Now let’s take a look at what the main drivers are for the prediction of housing prices according to this model. Click on ‘Related’ to get the screen below:
On the screen above, we will click on the first set of generated data called the “Numeric Prediction model based on the Boston housing dataset. Drivers”. That will bring up the data set generated by the model creation process that outlines the main drivers. Click on ‘Visualize’ in the top right-hand corner to analyze the data. Hold down CTRL and select ‘Driver Name’, ‘Coefficient’ and ‘Correlation’ and drag them onto the visualization canvas. If you select a visualization type of vertical bar chart, you will see the following main drivers (sorted by Coefficient high to low):
The number of rooms (rm) and whether the house is on the Charles River or not (chas) are strongly positively correlated with the housing price (as these go up so does the price of the house). On the other side, we can see that the pupil-teacher ratio (ptratio) and % of the population of lower status (lstat) are negatively correlated with housing prices.
Step 4: Apply the machine learning predictive model we just trained to a data set to predict housing prices
Now we are ready to apply our trained ML model to predict housing prices. One thing to keep in mind is that the data set to which the ML model will be applied needs to have the same inputs (i.e., columns) as the trained ML model. To achieve this, we will apply our trained ML model to the original Boston housing data set.
To apply an ML model we need to create a data flow in OAC. Click on ‘Create’ in the upper right-hand corner and then click on ‘Data Flow’. Click on your Boston housing data set to add it to the data flow:
Use the scroll bar on the left-hand side to scroll down until you see the ‘Apply Model’. Drag ‘Apply Model’ onto the plus sign to the right of the Boston Housing data set. Select the machine learning model we just created and trained (in my case it will be the model called “Numeric Prediction model based on the Boston Housing data set). Select OK.
Now we need to give the column that will contain the predicted value a name and also save the data set that will be created when we run the model. The column name for the predicted value defaults to “PredictedValue” and we will leave it that way. Use the scroll bar on the left to scroll back up until you see ‘Save Data Set’. Drag ‘Save Data Set’ next to the ‘Apply Model’. Give the new data set a name, save it to data set storage and change House ID to be treated as an attribute.
Lastly, we need to save the data flow and then run it to create the new data set with the predicted value. As we did before, please click on ‘Save’ in the upper right-hand corner and give the data flow whatever name you like. Then click on ‘Run Data Flow’ to apply the model to the Boston housing data set to predict housing prices. This will create a data set that we will analyze in the next step.

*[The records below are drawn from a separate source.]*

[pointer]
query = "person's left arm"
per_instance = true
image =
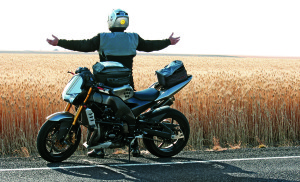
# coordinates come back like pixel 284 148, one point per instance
pixel 155 45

Step 5: Analyze the predicted values
Click on the ‘hamburger’ icon in the upper left-hand corner and then click on ‘Data’ to find your data set with the predicted value. Once you find your data set, click on the ‘Actions Menu’ for your data set and select ‘Create Project’ (my data set is called ‘Housing Prices with Predicted Value’):
Select ‘PredictedValue’, ‘medv’ and ‘House ID’ and select ‘Scatter’ as the visualization type. You will see the predicted value for each House ID compared to the original median value. Although there are some outliers the majority of the predictions are close to the original house value:
I encourage you to explore the machine learning capabilities of Oracle Analytics Cloud. Have fun!